One tip I don't think I've seen mentioned here: if you have a window unit A/C, they can drip, and attract the little monsters that way. Keep the fresh air vent closed whenever you're not running it, and try to seal the unit in the window as well as possible. If you're on the ground floor or otherwise have access to the back of the unit, you can cover it in a mesh screen to keep bugs out.
posted by the return of the thin white sock at 3:00 PM on July 21, 2016 [1 favorite]


Yep, they are a hot & humid thing. Here in east coast Australia you find them walking up the street on hot summer nights (UGH!) but they get into the house too. Nothing to do with housekeeping (unlike those little ones).

The cats love them but oh how much I enjoy the colder months when they (bugs) vanish.
posted by kitten magic at 4:41 PM on July 21, 2016


Best answer: That's very...Chicago. Older buildings in particular have, um, things lurking in the depths, especially in damp spots. The University of Chicago had waterbugs that occasionally wandered upstairs into the offices during the warmer months, sometimes resulting in editorial assistants (ahem) committing insecticide with a hardbound copy of the Chicago Manual of Style.
posted by thomas j wise at 4:52 PM on July 21, 2016 [1 favorite]
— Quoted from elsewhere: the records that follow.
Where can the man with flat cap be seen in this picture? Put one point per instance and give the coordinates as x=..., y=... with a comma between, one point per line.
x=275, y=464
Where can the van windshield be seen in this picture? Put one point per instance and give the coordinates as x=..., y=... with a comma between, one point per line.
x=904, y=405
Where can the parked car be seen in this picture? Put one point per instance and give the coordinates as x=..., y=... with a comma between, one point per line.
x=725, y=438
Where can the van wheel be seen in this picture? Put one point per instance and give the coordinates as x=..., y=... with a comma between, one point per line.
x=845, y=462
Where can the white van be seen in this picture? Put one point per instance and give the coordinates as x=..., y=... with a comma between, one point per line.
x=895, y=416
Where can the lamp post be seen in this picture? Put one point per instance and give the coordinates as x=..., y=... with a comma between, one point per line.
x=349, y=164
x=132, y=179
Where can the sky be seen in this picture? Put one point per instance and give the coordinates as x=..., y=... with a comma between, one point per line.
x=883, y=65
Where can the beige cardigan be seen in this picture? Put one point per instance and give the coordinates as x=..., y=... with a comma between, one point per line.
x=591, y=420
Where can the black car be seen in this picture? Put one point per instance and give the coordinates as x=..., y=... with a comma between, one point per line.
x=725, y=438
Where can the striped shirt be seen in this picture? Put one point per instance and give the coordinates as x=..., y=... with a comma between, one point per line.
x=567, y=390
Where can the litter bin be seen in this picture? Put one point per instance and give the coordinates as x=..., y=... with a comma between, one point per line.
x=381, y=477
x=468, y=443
Okay, then I'm a real outlier. I've lived in the city for 21 years—10 in Logan Square, 11 in Lakeview/Boystown. I've lived in a garden apartment, first floor, second, third, and 16th, and I have never seen one of these bugs indoors (just in the basement laundry area of a place I lived in). Crazy. Hope my luck never runs out.
posted by heyho at 5:59 PM on July 21, 2016


They are definitely not just a Chicago thing. I live in New Orleans and find at least one dead roach belly up every morning (thank god for cats). It's definitely not indicative of bad housekeeping, and as long as you only find the big daddy ones versus babies, it's not a sign of an infestation. They just come in the house, like spiders and other critters.

My cats seem to keep them from living very long once they get into my house. Now if I could only train them to pick them up and throw them away after they're dead....
posted by tryniti at 6:13 PM on July 21, 2016


Mix half borax with half sugar.... Make little piles and sprinkle around the Windows, etc. put small piles in dark places. they will come out for the sugar and be poisened. This is 7th generation Atlantan advice. We have them constantly. I'm probably related to a few.
posted by pearlybob at 12:07 AM on July 22, 2016


Ugh we have these in Philadelphia. I have a squirt bottle with bubbles (the kind kids use to play with) and that seems to kill them.
posted by WeekendJen at 6:19 AM on July 22, 2016


Best answer: Urban thing. These guys don't really infest houses the way the little brown ones do; they're basically lost. They're attracted to damp/wet places (storm drains are heaven for them) but in really humid weather they're like "hey, everywhere is good!"

There's possibly a tiny tiny tiny drip somewhere behind a wall where some moisture is gathering, but unless it's enough to cause a gross smell, it's probably not worth worrying about.